For fun, let’s put in one more benchmark: a recursive implementation of
foldLeft
with tail-optimization turned on:
@annotation.tailrec
final def foldLeft[A,B](as: LinearSeq[A], z: B)(f : (B,A) => B): B =
if (as.isEmpty) z
else foldLeft(as.tail, f(z, as.head))(f)
@Benchmark
def foldLeftRecursiveBaseLine(state: BenchmarkState): Int = {
foldLeft(state.testSeq, 0)(_ + _)
}
Running the Benchmark
We can run the benchmark by invoking the following command from the project root:
sbt jmh:run
Note that this can take a very long time (hours), depending on the configuration of the benchmarks. By default, JMH will measure throughput; that is, the number of times the program can run over a given unit of time. This entails running the program many times. JMH also does things like “warmup” each JVM instance before collecting data (by doing dry-runs of your benchmark), to avoid measurements being affected by JVM operations like class loading (perhaps also to give the JVM an opportunity to apply just-in-time optimizations).
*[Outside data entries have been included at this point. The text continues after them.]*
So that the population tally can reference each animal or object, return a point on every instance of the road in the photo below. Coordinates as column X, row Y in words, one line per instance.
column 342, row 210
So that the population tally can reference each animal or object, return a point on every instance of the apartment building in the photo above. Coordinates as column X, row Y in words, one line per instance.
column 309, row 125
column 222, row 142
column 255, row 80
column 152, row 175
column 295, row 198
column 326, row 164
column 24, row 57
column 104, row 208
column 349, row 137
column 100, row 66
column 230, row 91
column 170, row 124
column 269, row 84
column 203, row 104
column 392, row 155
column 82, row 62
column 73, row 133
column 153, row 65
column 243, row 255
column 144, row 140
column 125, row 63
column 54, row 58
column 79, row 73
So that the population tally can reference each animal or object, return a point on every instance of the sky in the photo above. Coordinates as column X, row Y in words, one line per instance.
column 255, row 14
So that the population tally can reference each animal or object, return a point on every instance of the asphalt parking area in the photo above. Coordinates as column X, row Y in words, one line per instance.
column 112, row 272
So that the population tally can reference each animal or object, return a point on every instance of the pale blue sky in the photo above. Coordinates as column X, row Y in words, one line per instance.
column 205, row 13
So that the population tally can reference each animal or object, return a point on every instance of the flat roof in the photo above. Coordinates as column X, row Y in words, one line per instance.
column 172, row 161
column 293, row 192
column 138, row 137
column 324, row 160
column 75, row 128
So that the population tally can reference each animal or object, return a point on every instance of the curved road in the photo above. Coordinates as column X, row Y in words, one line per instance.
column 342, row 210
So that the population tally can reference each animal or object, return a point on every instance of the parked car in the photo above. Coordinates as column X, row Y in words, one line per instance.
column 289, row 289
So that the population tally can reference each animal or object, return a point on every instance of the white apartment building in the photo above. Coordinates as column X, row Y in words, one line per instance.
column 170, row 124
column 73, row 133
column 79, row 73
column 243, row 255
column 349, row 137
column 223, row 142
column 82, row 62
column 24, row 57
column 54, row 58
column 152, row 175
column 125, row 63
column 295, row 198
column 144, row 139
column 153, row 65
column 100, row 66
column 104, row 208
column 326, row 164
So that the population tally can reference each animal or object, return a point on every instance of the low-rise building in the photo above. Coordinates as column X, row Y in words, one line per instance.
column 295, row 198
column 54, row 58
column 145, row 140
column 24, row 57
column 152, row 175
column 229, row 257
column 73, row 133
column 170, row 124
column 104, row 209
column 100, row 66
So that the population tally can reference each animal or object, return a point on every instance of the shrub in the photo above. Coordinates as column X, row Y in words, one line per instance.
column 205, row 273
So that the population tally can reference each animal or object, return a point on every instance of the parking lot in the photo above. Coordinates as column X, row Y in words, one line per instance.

All of this contributes to a rather hefty runtime for the benchmark itself.
Results
At the end of it’s run, JMH spits out a summary like the following:
[info] FoldBenchmark.foldLeftIteratorBaseline 1000 thrpt 25 330731.361 ± 3508.192 ops/s
[info] FoldBenchmark.foldLeftIteratorBaseline 10000 thrpt 25 31538.970 ± 255.618 ops/s
[info] FoldBenchmark.foldLeftIteratorBaseline 100000 thrpt 25 2715.065 ± 130.792 ops/s
[info] FoldBenchmark.foldLeftIteratorBaseline 1000000 thrpt 25 206.659 ± 7.558 ops/s
[info] FoldBenchmark.foldLeftIteratorBaseline 10000000 thrpt 25 21.186 ± 0.312 ops/s
[info] FoldBenchmark.foldLeftLinearSeqBaseline 1000 thrpt 25 316580.885 ± 1348.899 ops/s
[info] FoldBenchmark.foldLeftLinearSeqBaseline 10000 thrpt 25 30744.543 ± 515.116 ops/s
[info] FoldBenchmark.foldLeftLinearSeqBaseline 100000 thrpt 25 2702.528 ± 43.966 ops/s
[info] FoldBenchmark.foldLeftLinearSeqBaseline 1000000 thrpt 25 191.799 ± 5.364 ops/s
[info] FoldBenchmark.foldLeftLinearSeqBaseline 10000000 thrpt 25 21.066 ± 0.305 ops/s
[info] FoldBenchmark.foldLeftRecursiveBaseLine 1000 thrpt 25 340990.156 ± 2884.475 ops/s
[info] FoldBenchmark.foldLeftRecursiveBaseLine 10000 thrpt 25 32189.315 ± 288.115 ops/s
[info] FoldBenchmark.foldLeftRecursiveBaseLine 100000 thrpt 25 2592.348 ± 88.177 ops/s
[info] FoldBenchmark.foldLeftRecursiveBaseLine 1000000 thrpt 25 200.300 ± 8.842 ops/s
[info] FoldBenchmark.foldLeftRecursiveBaseLine 10000000 thrpt 25 21.819 ± 0.311 ops/s
Summarizing this in a table:
Function | Input Size 10^3 (ops/s) | Input Size 10^4 (ops/s) | Input Size 10^5 (ops/s) | Input Size 10^6 (ops/s) | Input Size 10^7 (ops/s) |
---|---|---|---|---|---|
LinearSeq foldLeft | 316580.885 ± 1348.899 | 30744.543 ± 515.116 | 2702.528 ± 43.966 | 191.799 ± 5.364 | 21.066 ± 0.305 |
Iterator foldLeft | 330731.361 ± 3508.192 | 31538.970 ± 255.618 | 2715.065 ± 130.792 | 206.659 ± 7.558 | 21.186 ± 0.312 |
Recursive foldLeft | 340990.156 ± 2884.475 | 32189.315 ± 288.115 | 2592.348 ± 88.177 | 200.300 ± 8.842 | 21.819 ± 0.311 |
There is very little difference between the throughput of these functions. Different benchmarks might expose different results, and more study is required, but on the face of things it appears that the Scala compiler and JVM runtime-JIT do a reasonable job of making these three implementations roughly equivalent, performance-wise.
You can run this demo yourself by checking out the instructions at this repository.